A quelque chose, malheur est bon ! Pour comprendre ce sentiment, réfléchissons un peu. A qui ou à quoi devons-nous la prolifération de ces constructions sauvages devenues de véritables villages dans la ville ? Je vais vous le dire : à l’irruption de la politique « ethniciste » du RDR dans le paysage ivoirien ; aux partisans de ce parti qui – dès qu’une décision prise touche un groupe comptant une personne issue du Nord – criaient sur tous les toits que le Sud est contre les gens du Nord. N'avez-vous pas remarqué que l’édification de ces « quartiers précaires » s'est amplifiée à partir de 2002 ? Avant les années 90, on ne connaissait que de simples abris, par groupes de quatre ou cinq, vite détruits quand des maisons aux normes officielles devaient occuper le terrain.

Avec la séparation de la Côte d'Ivoire en deux, conformément à la carte « ethniciste » des nordistes – qui avaient annexé par la même occasion le pays baoulé et une bonne partie de l'ouest – les populations de la zone tombée entre les mains de la rébellion ont été très nombreuses à gagner le sud. Abidjan, Bassam et Bonoua – pour ne citer que les villes que je connais bien – ont vu leur population exagérément gonflée en très peu de temps. Les sauveurs du Nord s'étaient vite révélé des pilleurs et des affameurs du peuple qu'il fallait fuir.

Aujourd'hui que nos anciens rebelles ont obtenu la gestion de la République entière sur un plateau d'argent – alors qu'ils ont été incapables de gérer la moitié du pays – si le désir leur prend de régler un problème qu'ils ont crée, laissons-les faire.

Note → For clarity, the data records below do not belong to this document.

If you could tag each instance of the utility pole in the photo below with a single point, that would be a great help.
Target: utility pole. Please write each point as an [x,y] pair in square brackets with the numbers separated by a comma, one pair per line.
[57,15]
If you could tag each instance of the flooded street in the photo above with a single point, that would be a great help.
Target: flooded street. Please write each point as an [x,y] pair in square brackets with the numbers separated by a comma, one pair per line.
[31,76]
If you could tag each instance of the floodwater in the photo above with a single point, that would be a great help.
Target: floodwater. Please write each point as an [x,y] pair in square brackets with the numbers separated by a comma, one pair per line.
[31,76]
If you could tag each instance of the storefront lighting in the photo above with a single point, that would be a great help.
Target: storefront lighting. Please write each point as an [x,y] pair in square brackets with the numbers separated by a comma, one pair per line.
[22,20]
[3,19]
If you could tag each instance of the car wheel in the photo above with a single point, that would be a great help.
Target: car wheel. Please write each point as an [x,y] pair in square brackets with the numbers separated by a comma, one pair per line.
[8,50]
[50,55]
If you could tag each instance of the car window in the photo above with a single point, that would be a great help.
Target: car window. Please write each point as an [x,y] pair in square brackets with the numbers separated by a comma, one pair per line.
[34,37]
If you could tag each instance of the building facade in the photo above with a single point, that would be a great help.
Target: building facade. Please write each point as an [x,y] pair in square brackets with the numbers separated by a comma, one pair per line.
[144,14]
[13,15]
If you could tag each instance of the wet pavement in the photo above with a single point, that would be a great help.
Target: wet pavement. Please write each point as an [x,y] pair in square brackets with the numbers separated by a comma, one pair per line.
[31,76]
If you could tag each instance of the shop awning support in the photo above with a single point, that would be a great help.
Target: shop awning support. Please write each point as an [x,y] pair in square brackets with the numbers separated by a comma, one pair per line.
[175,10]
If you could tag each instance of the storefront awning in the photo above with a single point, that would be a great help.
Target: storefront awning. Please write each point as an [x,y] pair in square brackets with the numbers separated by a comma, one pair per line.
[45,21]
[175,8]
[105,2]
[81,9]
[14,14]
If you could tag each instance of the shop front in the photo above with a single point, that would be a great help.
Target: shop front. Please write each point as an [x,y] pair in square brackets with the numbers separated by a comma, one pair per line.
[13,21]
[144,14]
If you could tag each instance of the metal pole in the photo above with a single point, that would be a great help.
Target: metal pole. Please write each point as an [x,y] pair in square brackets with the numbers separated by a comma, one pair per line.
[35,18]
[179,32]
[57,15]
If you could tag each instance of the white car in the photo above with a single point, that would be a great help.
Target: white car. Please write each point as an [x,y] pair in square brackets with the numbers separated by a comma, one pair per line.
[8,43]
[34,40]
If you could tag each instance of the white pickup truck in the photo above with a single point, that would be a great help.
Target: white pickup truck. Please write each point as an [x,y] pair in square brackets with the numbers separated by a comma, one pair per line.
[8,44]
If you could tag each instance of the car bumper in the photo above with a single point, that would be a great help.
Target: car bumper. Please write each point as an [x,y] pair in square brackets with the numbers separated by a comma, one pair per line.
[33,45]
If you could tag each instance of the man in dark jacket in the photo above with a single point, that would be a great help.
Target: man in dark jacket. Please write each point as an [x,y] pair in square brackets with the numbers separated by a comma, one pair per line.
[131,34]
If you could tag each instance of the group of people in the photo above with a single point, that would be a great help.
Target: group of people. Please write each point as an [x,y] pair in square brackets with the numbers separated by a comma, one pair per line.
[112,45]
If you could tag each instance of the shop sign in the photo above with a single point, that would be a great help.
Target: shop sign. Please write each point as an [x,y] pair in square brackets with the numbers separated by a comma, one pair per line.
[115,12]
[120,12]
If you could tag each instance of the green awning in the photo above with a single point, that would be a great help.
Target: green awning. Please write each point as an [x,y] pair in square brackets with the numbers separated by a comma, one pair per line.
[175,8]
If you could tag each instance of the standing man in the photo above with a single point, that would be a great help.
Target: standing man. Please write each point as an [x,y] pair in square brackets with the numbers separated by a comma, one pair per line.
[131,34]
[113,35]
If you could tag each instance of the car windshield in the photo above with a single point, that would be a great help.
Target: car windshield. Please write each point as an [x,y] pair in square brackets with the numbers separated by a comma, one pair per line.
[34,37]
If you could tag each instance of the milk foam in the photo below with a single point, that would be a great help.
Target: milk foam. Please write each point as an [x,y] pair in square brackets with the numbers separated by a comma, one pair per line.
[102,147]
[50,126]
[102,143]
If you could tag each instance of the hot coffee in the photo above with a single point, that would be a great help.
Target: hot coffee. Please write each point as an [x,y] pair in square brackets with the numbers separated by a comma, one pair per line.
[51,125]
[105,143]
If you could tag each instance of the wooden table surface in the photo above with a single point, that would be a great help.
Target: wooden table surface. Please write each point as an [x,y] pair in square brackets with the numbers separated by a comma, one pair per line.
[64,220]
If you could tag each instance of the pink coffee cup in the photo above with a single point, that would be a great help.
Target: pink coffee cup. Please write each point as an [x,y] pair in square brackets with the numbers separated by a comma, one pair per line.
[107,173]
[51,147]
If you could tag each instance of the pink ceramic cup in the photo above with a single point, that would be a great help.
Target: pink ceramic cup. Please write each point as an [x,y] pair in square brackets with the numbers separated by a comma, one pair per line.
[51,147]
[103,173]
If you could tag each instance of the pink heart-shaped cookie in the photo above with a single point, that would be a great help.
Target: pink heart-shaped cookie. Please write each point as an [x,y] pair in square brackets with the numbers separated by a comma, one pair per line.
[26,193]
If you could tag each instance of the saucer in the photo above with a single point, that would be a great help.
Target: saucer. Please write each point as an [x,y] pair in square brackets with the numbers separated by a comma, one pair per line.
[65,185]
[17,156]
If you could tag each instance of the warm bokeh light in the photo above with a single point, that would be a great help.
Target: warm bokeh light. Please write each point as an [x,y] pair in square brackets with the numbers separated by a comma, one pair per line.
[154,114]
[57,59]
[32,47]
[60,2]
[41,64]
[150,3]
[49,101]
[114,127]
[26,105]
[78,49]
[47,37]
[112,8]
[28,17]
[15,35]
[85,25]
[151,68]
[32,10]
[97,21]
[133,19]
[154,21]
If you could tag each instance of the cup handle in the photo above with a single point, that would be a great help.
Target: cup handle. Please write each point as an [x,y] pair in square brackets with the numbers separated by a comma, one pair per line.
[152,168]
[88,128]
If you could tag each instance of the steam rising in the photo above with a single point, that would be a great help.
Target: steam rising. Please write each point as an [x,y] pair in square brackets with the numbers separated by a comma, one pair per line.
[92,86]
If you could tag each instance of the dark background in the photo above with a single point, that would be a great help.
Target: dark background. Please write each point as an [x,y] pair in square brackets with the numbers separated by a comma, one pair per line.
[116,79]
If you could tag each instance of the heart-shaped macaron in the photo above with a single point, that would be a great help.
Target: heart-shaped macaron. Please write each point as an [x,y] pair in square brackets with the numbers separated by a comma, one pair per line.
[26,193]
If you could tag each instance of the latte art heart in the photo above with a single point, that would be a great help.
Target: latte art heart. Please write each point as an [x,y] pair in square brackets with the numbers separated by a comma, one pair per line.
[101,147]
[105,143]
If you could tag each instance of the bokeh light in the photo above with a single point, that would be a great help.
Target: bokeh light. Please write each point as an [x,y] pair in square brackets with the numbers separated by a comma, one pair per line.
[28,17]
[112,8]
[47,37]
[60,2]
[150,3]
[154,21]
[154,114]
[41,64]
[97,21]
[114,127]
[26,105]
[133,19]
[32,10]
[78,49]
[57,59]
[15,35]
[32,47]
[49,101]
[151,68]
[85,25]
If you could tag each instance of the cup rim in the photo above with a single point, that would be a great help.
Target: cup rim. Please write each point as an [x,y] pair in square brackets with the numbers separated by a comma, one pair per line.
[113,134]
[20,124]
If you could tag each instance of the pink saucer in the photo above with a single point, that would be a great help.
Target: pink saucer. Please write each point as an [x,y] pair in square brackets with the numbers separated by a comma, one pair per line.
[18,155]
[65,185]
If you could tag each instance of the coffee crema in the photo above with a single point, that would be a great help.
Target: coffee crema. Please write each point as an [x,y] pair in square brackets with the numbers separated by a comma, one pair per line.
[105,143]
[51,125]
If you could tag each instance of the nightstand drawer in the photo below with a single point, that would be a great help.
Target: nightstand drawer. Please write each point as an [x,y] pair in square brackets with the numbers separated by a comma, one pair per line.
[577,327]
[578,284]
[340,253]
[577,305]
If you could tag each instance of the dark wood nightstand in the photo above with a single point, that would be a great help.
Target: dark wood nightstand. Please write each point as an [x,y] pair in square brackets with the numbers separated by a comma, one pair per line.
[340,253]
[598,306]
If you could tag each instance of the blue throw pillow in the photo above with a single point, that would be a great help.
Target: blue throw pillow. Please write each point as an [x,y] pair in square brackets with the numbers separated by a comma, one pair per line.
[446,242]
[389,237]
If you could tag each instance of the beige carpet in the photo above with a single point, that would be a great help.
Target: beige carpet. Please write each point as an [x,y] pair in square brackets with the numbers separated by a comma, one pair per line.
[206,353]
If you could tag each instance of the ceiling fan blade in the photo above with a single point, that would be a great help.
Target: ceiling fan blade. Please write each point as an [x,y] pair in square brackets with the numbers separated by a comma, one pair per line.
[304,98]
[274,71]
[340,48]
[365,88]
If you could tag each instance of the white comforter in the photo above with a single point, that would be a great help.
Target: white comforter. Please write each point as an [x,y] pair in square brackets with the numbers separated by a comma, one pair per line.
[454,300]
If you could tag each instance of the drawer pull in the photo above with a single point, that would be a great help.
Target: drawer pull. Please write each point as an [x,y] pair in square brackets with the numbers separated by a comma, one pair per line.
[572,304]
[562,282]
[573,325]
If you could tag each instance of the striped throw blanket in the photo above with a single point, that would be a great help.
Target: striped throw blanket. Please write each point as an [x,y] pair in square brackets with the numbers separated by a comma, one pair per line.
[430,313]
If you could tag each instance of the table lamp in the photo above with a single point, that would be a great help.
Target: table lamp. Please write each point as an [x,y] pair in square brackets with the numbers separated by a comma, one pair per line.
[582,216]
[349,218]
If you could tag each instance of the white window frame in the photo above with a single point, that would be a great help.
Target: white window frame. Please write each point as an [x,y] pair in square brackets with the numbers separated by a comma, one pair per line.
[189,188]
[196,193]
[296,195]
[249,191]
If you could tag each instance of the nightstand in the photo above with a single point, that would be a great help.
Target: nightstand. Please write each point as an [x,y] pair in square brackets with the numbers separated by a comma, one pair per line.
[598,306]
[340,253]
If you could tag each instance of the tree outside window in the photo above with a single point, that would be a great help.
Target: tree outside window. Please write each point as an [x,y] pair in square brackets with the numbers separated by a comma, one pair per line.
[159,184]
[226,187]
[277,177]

Ce travail de déguerpissement des espaces privés et publics illégalement occupés leur revient, puisqu’ils l’ont provoqué.

Je vous avais déjà dit en d'autres circonstances que n'importe quel pouvoir devant gérer la Côte d'Ivoire d'aujourd'hui serait contraint de procéder à des politiques violentes contre les maux de notre pays qui sont nombreux, excessifs même. Cette politique violente – qui ne doit pas forcément signifier violence sur les personnes – doit également s'appliquer dans les forêts et les villages illégalement occupés de l'ouest du pays. Que ceux qui disent regretter Laurent Gbagbo cherchent ailleurs le faiseur de miracles de leurs rêves.

La seule grande erreur de ce pouvoir dans le traitement de ce problème est de ne jamais avoir imaginé un encadrement de la population touchée par les destructions de ces villages sauvages. Qu'a-t-il fait pour développer le Nord au nom duquel il a pris le pouvoir ? Qu'a-t-il fait pour le Nord pour lequel il a mis en place une politique de préférence ethnique dénommée « rattrapage ethnique » pour bien signifier que le Nord doit se hisser au même niveau que le Sud ?

Les populations issues du Nord vivent, construisent, meurent et sont enterrés dans le Sud parce que malheureusement pour tous nos bonimenteurs érigés en justiciers, la rébellion était un trafic - comme ils l'ont montré quand ils régnaient dans le Nord - la zone sud, une proie ; le peuple ivoirien, un instrument ; la Liberté, l'indépendance et l'impunité du crime. Laissons-les donc accomplir cette tâche que n'importe quel pouvoir serait contraint de faire. Aucun parti d'opposition ne doit s'aventurer à en faire un fonds de commerce politique ou électoral.